Let \(X_i\) be the number of tests for each group, and let \(X\) be the total number of tests, we have \[ X = \sum _{i = 1}^{r} X_i. \]
For each \(X_i\), we have if the enzyme is not present in any of the persons, then there is only one test needed. Otherwise, if the enzyme is present in any of the persons, then an additional \(k\) tests are needed. Hence, \[ \Expt (X_i) = (1 - p)^k + (1 - (1 - p)^k) (1 + k) = 1 + (1 - p^k) k, \] and the expected total number of tests is given as \begin {align*} \Expt (X) & = \Expt \left (\sum _{i = 1}^{r} X_i\right ) \\ & = \sum _{i = 1}^{r} \Expt \left (X_i\right ) \\ & = \sum _{i = 1}^{r} \left [1 + (1 - (1 - p)^k) k\right ] \\ & = r \left [1 + (1 - (1 - p)^k) k\right ] \\ & = \frac {N}{k} \left [1 + (1 - (1 - p)^k) k\right ] \\ & = N \left (\frac {1}{k} + 1 - (1 - p)^k\right ). \end {align*}
The expected number of tests is at most \(N\) is the equation \begin {align*} N \left (\frac {1}{k} + 1 - (1 - p)^k\right ) & \leq N \\ \frac {1}{k} + 1 - (1 - p)^k & \leq 1 \\ \frac {1}{k} & \leq (1 - p)^k \\ \left (\frac {1}{k}\right )^{\frac {1}{k}} & \leq 1 - p \\ \frac {1}{1 - p} & \leq k^{\frac {1}{k}}. \end {align*}
The maximum of \(k^{\frac {1}{k}}\) arises where \(k = 3\), and this is valid since \(k = 3 \divides N\).

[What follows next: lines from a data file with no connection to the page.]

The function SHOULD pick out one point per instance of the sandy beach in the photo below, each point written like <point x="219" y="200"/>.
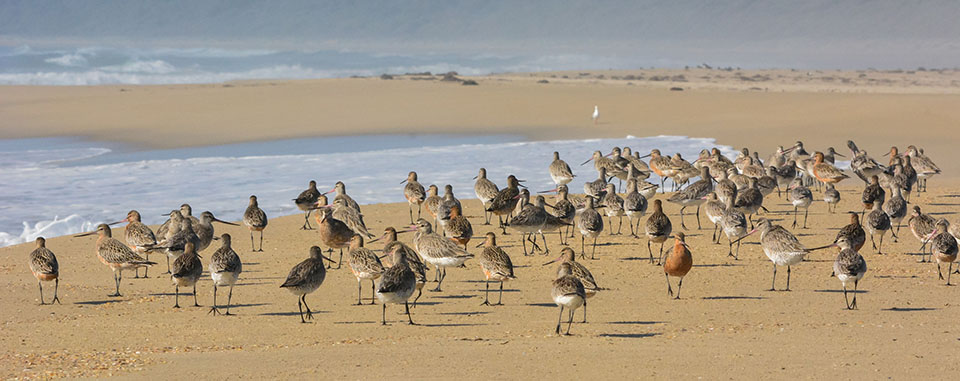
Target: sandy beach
<point x="758" y="109"/>
<point x="725" y="326"/>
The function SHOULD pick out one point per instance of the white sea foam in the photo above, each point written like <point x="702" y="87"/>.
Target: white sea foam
<point x="32" y="192"/>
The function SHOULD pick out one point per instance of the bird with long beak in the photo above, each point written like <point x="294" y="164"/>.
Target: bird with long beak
<point x="139" y="237"/>
<point x="116" y="255"/>
<point x="579" y="271"/>
<point x="678" y="263"/>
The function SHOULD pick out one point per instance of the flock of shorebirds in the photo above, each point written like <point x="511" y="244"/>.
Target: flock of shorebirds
<point x="730" y="192"/>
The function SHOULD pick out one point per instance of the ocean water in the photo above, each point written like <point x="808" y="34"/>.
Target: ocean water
<point x="25" y="65"/>
<point x="59" y="186"/>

Hence, \begin {align*} \frac {1}{1 - p} & \leq 3^{\frac {1}{3}} \\ p & \leq 1 - 3^{-\frac {1}{3}}, \end {align*}
and hence such largest value of \(p\) is \[ p = 1 - 3^{-\frac {1}{3}}. \]
Notice that \begin {align*} 1 - 3^{-\frac {1}{3}} > \frac {1}{4} & \iff \frac {3}{4} > 3^{-\frac {1}{3}} \\ & \iff \left (\frac {3}{4}\right )^3 > 3^{-1} \\ & \iff \frac {27}{64} > \frac {1}{3} \\ & \iff 81 > 64, \end {align*}
which is true, and so this value of \(p\) is greater than \(\frac {1}{4}\).
We would like to show that if \(pk \ll 1\), then \(1 - (1 - p)^k \approx pk\).
Notice that \begin {align*} 1 - (1 - p)^k & = 1 - \sum _{i = 0}^{k} \binom {k}{i} (-p)^k \\ & = 1 - \left (1 - kp + \cdots \right ) \\ & \approx kp, \end {align*}
and hence \[ \Expt (X) = N \left (\frac {1}{k} + 1 - (1 - p)^k\right ) \approx N \left (\frac {1}{k} + pk\right ). \]
If \(p = 0.01\), \(k = 10\), we have \[ \Expt (X) \approx N \left (\frac {1}{10} + 0.01 \cdot 10\right ) = N \cdot \frac {2}{10} = \frac {1}{5} N, \] which is \(20\%\) of \(N\).